Hello everyone.  I am in need of a licensed, certified commercial kitchen to rent out of hourly.  I am starting up my baking business but don't have to means to rent  20 + hours a month.  I am looking for something that i can rent  out on a as needed basis,until I build my customer base, then i can afford to rent additional hours.  I am currently looking to rent 6-8 hours per month. Just enough to let me fill orders and possibly start selling at local farmers markets. Once my orders pick up i would be able to afford to rent more hours.  I am looking or a reasonable rate in or near Northridge CA.  I know it is a far fetched request but hoping someone can let me know if this would be at all possible.  Thanks.


----------



## petemccracken (Sep 18, 2008)

You ARE aware that Gov. Brown signed the Cottage Industry bill that allows home production of baked goods, right?

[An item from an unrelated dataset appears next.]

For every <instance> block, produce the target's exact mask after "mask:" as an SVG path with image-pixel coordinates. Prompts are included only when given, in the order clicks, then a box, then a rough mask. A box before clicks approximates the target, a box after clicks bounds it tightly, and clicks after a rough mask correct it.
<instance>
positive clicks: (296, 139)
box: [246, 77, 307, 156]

The bill is AB 1616 and takes effect January 1, 2013


----------



## petbiz (Oct 5, 2012)

This is fantastic! Thanks!! I recently posted a thread asking for same information.

Read more about it, http://www.theselc.org/cottage-food-lawscottage-food-law-bill-language.

I wonder if it applies to baked dog treats? Hope so! Going to contact SELC.


----------



## osito (May 3, 2013)

Hi,

I'm new to this site.  Did you have any success with your efforts to rent a commercial kitchen on an hourly basis in Northridge?  I'm on the same hunt.

I've already reached out to Chef's Center.  They're in Pasadena.  I'm hoping to find something closer to my home in the valley.


----------